In Blanchard v. Pier 1 Imports (U.S.), Inc., 1st Appellate District, No. A126243, October 14, 2010 (unpublished), Pier 1 hired a convicted and registered sex offender, Richard Clapham. Clapham sexually assaulted a female co-worker (Blanchard), who sued Pier 1 for sexual harassment. Under California’s Fair Employment and Housing Act (specifically Cal. Gov’t Code sec. 12940(j)(1)), an employer is liable for harassment by a non-supervisory co-worker if the employer knows of the conduct (or reasonably should have known) and fails to take remedial action. Here, the court ruled that an employer’s duty to take remedial action only arose once harassment occurred. In other words, Pier 1 was not liable under that statute for failing to anticipate the harassment and take steps to prevent it before it occurred.
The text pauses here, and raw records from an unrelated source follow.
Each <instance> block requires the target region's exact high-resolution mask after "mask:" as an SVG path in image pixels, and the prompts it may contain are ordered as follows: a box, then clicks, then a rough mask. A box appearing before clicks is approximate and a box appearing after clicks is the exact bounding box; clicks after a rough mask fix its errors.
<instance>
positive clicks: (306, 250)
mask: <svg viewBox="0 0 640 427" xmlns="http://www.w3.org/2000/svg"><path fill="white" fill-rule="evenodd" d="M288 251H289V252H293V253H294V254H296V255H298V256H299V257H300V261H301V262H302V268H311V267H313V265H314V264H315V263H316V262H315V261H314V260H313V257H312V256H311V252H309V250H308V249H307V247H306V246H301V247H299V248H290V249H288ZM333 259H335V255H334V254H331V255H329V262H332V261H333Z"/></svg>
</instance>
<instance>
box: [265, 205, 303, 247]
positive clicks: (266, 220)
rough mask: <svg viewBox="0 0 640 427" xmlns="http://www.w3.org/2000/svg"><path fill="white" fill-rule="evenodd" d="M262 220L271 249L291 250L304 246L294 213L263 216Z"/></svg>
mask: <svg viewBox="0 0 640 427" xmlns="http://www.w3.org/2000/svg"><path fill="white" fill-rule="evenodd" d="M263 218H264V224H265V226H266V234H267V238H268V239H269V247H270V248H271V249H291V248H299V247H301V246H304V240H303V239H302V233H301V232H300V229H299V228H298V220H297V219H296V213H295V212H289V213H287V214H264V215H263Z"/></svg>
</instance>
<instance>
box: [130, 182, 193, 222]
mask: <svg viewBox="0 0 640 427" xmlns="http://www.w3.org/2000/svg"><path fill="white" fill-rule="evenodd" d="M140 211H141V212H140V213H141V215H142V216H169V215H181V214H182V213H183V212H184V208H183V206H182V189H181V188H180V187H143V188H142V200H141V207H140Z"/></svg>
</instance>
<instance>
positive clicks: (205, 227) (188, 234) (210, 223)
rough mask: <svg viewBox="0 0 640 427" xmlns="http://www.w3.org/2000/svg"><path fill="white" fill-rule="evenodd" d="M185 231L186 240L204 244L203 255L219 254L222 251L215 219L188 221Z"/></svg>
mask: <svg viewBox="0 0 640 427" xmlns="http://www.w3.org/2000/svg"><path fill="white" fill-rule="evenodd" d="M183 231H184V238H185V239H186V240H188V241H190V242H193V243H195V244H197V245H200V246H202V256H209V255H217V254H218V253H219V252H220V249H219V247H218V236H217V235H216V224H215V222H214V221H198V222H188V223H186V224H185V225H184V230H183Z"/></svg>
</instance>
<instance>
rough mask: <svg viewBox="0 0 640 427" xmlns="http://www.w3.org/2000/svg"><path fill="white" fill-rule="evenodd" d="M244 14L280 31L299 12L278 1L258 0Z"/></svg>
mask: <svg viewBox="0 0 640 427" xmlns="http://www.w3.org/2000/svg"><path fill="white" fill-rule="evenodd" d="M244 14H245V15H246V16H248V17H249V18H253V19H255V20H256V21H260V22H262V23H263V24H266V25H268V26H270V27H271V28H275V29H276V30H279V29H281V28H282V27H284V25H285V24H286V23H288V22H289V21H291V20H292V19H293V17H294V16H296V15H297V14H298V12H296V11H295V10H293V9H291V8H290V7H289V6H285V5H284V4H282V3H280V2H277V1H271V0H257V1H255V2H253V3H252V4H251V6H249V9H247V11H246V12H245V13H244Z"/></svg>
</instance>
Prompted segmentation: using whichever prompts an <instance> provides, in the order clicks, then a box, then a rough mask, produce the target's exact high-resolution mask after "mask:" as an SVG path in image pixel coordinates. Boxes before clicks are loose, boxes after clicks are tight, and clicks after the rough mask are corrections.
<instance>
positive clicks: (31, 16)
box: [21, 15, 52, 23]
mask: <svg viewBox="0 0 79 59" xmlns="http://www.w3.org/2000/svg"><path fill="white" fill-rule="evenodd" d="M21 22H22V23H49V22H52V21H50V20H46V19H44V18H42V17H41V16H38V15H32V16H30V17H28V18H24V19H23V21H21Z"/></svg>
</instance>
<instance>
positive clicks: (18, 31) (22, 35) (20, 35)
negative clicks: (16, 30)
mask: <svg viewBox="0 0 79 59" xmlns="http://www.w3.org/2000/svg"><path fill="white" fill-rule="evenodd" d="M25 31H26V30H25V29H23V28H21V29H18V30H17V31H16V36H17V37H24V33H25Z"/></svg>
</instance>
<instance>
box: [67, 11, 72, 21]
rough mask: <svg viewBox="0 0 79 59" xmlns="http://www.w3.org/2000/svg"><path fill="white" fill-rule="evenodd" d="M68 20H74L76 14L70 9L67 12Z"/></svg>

Should this case be interpreted as a green light to start hiring up all the registered sex offenders you can find? I wouldn’t advise that. Nor does this change the fact that employers can substantially decrease their exposure by having appropriate policies, procedures, and training in place. But it is somewhat encouraging that employers in California aren’t required to look into the future to see who’s likely to commit harassment.